# RC COLA Bottle



## a162843

Hello, I was just wondering if anybody could tell me the date of this bottle. Thank you in advance.
 [align=left]  [/align]


----------



## bottlenutboy

very new 1980s or 90s


----------



## capsoda

I think that one is closer to the 1940s and early 50s. Very nice and clean example.


----------



## bubbas dad

at the bottom of the lable it has 12oz on one side and another number on the other. could post what is written in that spot.


----------



## DiggerBryan

It's not that new. I agree with cap late 40's or 50's.


----------



## logueb

a162843.  That is a great bottle which appears to be in excellent shape for an ACL bottle of its age.  Do you mind if I ask where it was located?  It does not appear to be a dug bottle.  Also could you include a pic of the bottom?

 Warren, I am somewhat puzzled by this bottle.

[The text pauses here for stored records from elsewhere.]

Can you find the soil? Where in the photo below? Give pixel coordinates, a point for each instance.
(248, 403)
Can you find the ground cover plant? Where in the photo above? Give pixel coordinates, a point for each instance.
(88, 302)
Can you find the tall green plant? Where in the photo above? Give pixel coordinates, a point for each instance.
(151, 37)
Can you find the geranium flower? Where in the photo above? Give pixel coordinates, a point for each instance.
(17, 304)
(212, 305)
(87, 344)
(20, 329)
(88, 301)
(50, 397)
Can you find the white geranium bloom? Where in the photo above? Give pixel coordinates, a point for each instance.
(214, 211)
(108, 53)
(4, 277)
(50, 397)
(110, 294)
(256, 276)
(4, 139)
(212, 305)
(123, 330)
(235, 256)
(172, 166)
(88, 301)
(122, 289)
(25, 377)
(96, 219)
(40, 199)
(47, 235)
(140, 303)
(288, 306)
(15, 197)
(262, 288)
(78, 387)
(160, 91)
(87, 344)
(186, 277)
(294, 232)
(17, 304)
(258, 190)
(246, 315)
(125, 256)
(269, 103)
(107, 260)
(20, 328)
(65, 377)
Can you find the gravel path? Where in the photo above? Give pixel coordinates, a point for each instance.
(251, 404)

When you view all the info on the RC Cola websites, they state that there were two versions of the ACL label.  One showing the pyramids and one without.  I have two in my collection.  The one with the pyramids has a copyright date of 1936 on the label, and the other one is without the pyramids. I'll include a photo.  I remember these two versions as a child drinking RC's .  But this a first  for me on on the one A162843  has.


----------



## capsoda

Here ya go. The bottle on the right is vintage 1934 to 36/37. The bottle on the left is vintage 1936/37 until some time in WW2. the bottles with out the pyrmids was next and then the green with red diamond ACL.

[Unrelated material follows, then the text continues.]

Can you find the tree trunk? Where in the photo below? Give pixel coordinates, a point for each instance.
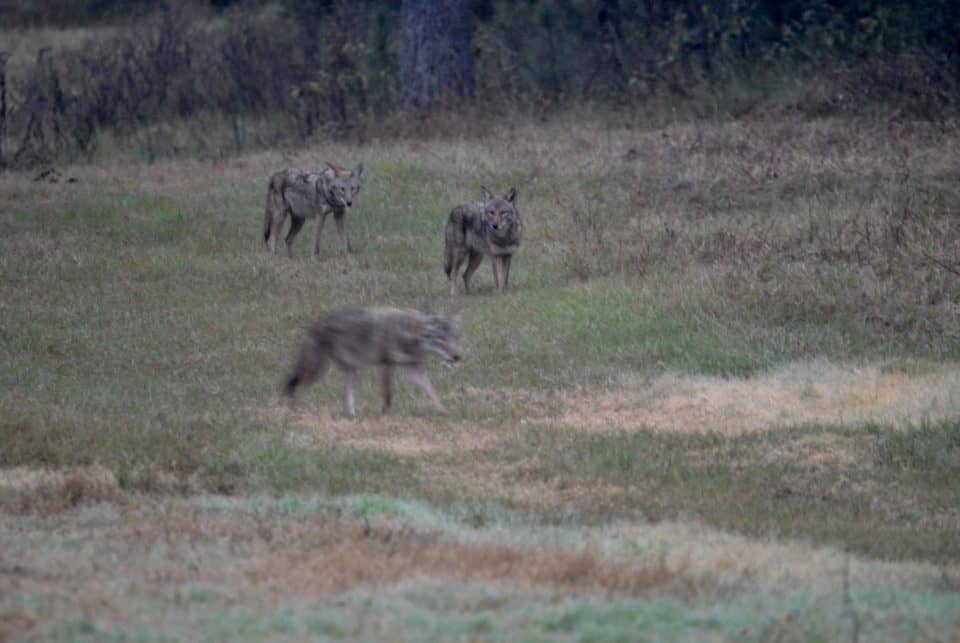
(435, 58)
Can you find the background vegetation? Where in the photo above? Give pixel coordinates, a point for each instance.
(720, 401)
(168, 79)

 Now you will read alot of crapola about when the 12oz bottle came out and who's idea it was *BUT  *the one with the paper lable is a first vintage depression era bottle and it is 12oz.[]

 AHHH The Picture.[]


----------



## a162843

354 ML is on the other side of the 12 oz. Any idea the value? I found it and five others in the basement of my grandparents house.


----------



## logueb

Warren, Thanks for the pics.  I'll try to get some close- ups of the ones that I have.

 After seeing the base of A162843's bottle and the fact that the 534 ml is on the label, don't you agree that this is not a vintage bottle?  I'm not sure when they began putting both the ounces an ml on products but I believe it is fairly recent.


----------



## bottlenutboy

it cant be a 50s bottle it has the quantity in mL and look at the shape of the crown cap it has 80's written all over it and the texture thing around the rim of the bottom its an 80's bottle and proably worthless


----------



## acls

The bottle you have is from the early 1990s.  It was a NDNR put out to look like the early RC pyramid bottles.


----------



## DiggerBryan

Apparently I should pay more attention to detail. Good eye bottlenutboy. It had me fooled but then again ACLs really aren't my area. [&:]


----------



## bottlenutboy

yeah i have a good eye and know a little about acls although i wouldnt consider them my area of expertise i think it could have fooled alot of folks with only a picture to go on


----------



## capsoda

Yep, never knew they put them out in the 1990s. I used to drink that stuff like water but it slipped out of favor when they started using white sugar instead of cane sugar. It lost alot of its flavor.


----------



## bubbas dad

thats why i asked what was written accross from the 12oz. i saw 354m and figured it was ml. i didn't want to say anything until i was sure. i have seen alot of these bottles at flea markets. most people were trying to pass them off as originals. some buy them and then don't take it  kindly when they find out they're repos.


----------



## logueb

Warren, Before we leave the thread on the RC Bottle I've got one that I would like your comment on.  It is the bottle on the left.  It is a clear embossed bottle  and probably had a paper label .  The question is why was the embossing cut into the glass rather than protrude above the glass as most embossings do?


----------



## logueb

Close-up view.


----------



## logueb

View a little more to the side.  Was this a mold maker's error and wouldn't this weaken the glass in this area?


----------



## capsoda

Thats called debossing. It was popular on Dr pepper for a while. It didn't stay on the RC bottles long and you don't see many with the lable still on them.


----------



## logueb

Thanks Warren, I've got to check those Dr. Peppers.  Hmmm .......[8|]  debossing.......  My Quality Control wheels are spinning now.  Will the glass be thinner on a debossing compared to embossing.  The glass is forced into the mold void during embossing ; however, on debossing the hot glass is pushed against the raised portion of the mold.....[:-] . Could be why it was not popular..Thin glass areas [] Breakage.


----------